The problem associated with PMs pollution is not singular to Vietnam. Other countries such as China and India have been experienced unhealthy levels. Exisiting blog posts and journal research are relevant to users in Vietnam to understand the basic and consider the recommendations. For example, Yu at el., 2014 found that the fitting of standard N95 mask to Chinese works is "poor". Informative blogs posts on the testing methods and performance of masks are useful for the "citizen science" approach.

3.5. Limitations

In a research journal, the limitation section is not included. Nevertheless, the goal of this study is to inform the mask users and some limitation the author should spell out.

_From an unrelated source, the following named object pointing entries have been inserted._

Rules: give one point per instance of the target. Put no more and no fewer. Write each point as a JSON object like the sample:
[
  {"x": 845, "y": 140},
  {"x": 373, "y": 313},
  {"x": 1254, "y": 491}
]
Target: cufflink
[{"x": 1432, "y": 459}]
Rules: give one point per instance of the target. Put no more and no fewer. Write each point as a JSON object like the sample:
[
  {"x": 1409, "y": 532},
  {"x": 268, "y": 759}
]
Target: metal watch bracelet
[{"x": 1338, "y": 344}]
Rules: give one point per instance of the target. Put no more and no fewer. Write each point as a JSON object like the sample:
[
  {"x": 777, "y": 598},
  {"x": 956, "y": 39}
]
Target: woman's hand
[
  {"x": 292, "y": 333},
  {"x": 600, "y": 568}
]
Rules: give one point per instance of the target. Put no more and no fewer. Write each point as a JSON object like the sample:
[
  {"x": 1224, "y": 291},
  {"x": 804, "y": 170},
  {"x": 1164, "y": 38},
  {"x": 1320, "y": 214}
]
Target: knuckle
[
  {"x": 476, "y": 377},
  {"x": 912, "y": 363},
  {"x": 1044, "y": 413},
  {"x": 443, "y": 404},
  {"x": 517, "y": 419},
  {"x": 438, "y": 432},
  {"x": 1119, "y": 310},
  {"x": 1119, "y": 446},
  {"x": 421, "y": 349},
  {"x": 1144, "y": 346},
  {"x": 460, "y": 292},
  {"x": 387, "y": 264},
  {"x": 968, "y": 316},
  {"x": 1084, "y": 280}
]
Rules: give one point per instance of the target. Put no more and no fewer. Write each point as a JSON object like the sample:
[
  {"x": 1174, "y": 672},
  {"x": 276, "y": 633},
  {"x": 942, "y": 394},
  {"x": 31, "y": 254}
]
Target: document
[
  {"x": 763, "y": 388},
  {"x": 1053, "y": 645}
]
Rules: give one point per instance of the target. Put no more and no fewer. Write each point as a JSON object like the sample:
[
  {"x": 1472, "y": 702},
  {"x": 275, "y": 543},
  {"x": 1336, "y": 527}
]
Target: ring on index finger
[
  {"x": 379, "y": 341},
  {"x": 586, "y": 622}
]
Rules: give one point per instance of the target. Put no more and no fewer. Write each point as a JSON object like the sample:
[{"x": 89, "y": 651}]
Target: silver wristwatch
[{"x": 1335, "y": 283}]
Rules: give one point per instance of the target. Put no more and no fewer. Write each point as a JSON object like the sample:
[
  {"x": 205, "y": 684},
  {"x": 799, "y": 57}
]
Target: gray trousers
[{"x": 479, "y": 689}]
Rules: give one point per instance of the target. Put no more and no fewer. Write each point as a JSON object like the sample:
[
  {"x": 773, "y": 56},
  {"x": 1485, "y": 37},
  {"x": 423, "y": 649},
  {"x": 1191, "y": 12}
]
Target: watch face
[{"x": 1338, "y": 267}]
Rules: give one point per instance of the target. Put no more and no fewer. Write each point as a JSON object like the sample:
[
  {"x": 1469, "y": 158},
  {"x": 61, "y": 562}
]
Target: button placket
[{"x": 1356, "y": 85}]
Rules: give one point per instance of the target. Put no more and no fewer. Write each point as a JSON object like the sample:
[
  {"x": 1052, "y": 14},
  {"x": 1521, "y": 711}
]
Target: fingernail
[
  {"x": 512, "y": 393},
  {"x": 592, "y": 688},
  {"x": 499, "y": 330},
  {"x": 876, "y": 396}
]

  • Wearing a mask on the face is different than having a flat layer mounted on the PVC pile. The latter applies to this study. Fitting factor, in plain English, is how the mask fitted on the user's face to prevent leakage or shortcut of airflow. The standard tests included fitting a mask on the face and measure the number of particles of certain size inside and outside the mask. Therefore, the results in Table 2 represent the maximum removal efficiency in the testing conditions in this study.
  • Not all the mask are designed with the same forms. Surgical masks are better to remove PMs but the form is not designed for a close space around the nose. Short airflow from the sides of mask renders the RE to almost none with the ambient air. The fabric masks are better to curse around the nose, but the materials are not adequate to protect users against PMs. This emphasizes the first points. Even with a well-designed mask, how user's face features and actual wearing affects the final efficiency of removal, which is out of the scope in this study.
  • The results in this study neither support nor discard the rating by the manufacturer because of different testing conditions, equipment and procedures were applied. The author prefer a testing condition simulated the on-road condition rather with standard reagents. Choosing a brand name and wear the mask properly is one sentence summary.